Ahreum Lee, Hopping for Hope, 2019. Installation view.

Photo Courtesy of The New Gallery

During the opening of the show, people slipped off their shoes and tried to hop the entire map on one foot, to cheers and encouragement from the crowd. It’s all about winning, after all. Only when the player paused to notice what part of the map they occupied did the deeper implications of the game become more clear. Through bodily interaction, the connection between physical space and ownership, a line or box on a map, grew more powerful and ever-present. 

Lee’s examination of imaginary borders is also the focus of another video piece, situated across from the hopscotch game. In this one channel video, Lee combines screen captures of Google Street View of South and North Korea, as well as other contested geographical areas, with the flashing arrows of Dance Dance Revolution, a popular arcade game. In Dance Dance Revolution, the arrows direct players where to move their feet, but in Lee’s version, they light up at random, as if to mimic someone walking through Street View. I imagined a warped version of the video game where, rather than dancing to a pop hit with cartoon characters in the background, you moved from country to country, hop stepping over borders for extra points. 

Ahreum Lee, Hopping for Hope, 2019. Installation view.

Photo Courtesy of The New Gallery

The video incorporates footage of the East Asian pseudoscience Cheok Ji Beob, which translates to “the way to make the world smaller.”1One of the principles of Cheok Ji Beob is the ability to jump through space and time. Lee plays with this principle within the unstable framing of Street View, which claims to be apolitical but in fact shifts borders based on where its accessed in the world. On the Internet, the framing of global identity on a map can be a type of game, or a skewed perception of reality. It can also be a place for wishful thinking, granting access to spaces that can only be experienced mediated through a screen.

Through bodily interaction, the connection between physical space and ownership, a line or box on a map, grew more powerful and ever present. 

The final video piece connects the audio stimulation of Google Map directions, spoken by the familiar robotic female voice, to the visual rhythm of a metronome. The counting arm of the metronome is shown on two different screens, keeping time. This is juxtaposed with the audio of directions to different areas in Montreal, spoken as a series of right turns and left turns. One can imagine Lee trying to find her way in her new home, her movements offbeat and out of step. 

The metronome conjures up a heartbeat, comparatively more soothing than the stilted directions of Google Maps.
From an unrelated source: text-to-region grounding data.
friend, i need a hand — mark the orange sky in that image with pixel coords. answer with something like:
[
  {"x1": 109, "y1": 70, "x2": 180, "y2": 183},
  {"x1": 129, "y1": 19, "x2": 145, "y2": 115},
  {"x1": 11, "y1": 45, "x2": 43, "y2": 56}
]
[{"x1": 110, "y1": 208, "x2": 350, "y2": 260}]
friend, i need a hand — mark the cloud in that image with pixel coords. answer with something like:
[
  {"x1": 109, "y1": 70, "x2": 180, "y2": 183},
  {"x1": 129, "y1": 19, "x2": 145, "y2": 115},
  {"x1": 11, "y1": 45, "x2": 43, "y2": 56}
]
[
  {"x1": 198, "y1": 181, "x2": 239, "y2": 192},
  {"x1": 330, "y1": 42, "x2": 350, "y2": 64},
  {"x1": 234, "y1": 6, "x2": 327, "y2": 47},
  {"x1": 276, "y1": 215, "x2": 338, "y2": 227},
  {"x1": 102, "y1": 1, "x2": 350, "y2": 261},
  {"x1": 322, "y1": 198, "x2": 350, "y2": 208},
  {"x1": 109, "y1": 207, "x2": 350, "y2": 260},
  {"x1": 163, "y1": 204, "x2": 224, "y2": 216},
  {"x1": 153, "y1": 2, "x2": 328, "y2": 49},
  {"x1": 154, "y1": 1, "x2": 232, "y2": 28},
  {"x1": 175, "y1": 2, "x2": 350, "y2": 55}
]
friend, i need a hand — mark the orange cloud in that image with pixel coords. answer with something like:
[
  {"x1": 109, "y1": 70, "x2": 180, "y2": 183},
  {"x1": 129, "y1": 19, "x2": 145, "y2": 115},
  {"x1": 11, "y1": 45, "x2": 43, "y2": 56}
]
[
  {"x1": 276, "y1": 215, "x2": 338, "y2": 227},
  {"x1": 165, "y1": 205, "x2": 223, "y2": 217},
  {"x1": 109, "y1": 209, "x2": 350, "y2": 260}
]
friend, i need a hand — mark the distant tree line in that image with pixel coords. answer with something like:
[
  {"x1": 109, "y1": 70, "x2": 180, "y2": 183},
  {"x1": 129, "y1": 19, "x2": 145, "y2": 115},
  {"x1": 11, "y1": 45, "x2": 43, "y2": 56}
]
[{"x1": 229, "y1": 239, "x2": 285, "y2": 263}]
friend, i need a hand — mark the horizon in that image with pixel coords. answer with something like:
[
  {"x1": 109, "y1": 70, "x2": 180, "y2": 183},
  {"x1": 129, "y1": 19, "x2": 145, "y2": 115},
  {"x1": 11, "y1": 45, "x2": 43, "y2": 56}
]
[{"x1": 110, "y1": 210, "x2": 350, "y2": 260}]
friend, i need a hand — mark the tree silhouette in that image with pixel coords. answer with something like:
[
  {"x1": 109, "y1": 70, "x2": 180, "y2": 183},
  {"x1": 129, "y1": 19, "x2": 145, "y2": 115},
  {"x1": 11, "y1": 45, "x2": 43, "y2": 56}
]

When placed together, the piece becomes disorienting, contrasting your internal rhythm with Google Map directions, a disembodied voice that instructs you on how to move your body in space.

Ahreum Lee, Hopping for Hope, 2019. Installation view.

Photo Courtesy of The New Gallery

In all three pieces, Lee asks viewers to consider how our sense of space is mediated by our understanding of physical maps, as well as digital tools. Throughout the show, there is a fixation on trying to organize the arbitrary act of boundaries, whether through the rules of a game or the limitations of an Internet mapping tool. Lee’s desire to analyze the disorientation of identity and space is smart in its approach. She uses tools and moves we can all recognize but in ways that allow us to understand them differently. 

There is an edge to Lee’s critique of global mapping, a powerful methodology with consequences that ripple out far beyond the rules of a game. There is also thoughtful engagement with the means in which we organize space as human beings, and seek to claim it. Through her exhibition, Lee invites us to play and hop, and yes, not without hope.

Ahreum Lee’s  Hopping for Hope (2019) was exhibited at The New Gallery from January 18 to February 22, 2020: http://www.thenewgallery.org/hopping-for-hope/

 

  1. Ahreum Lee, Hopping for Hope, 2019.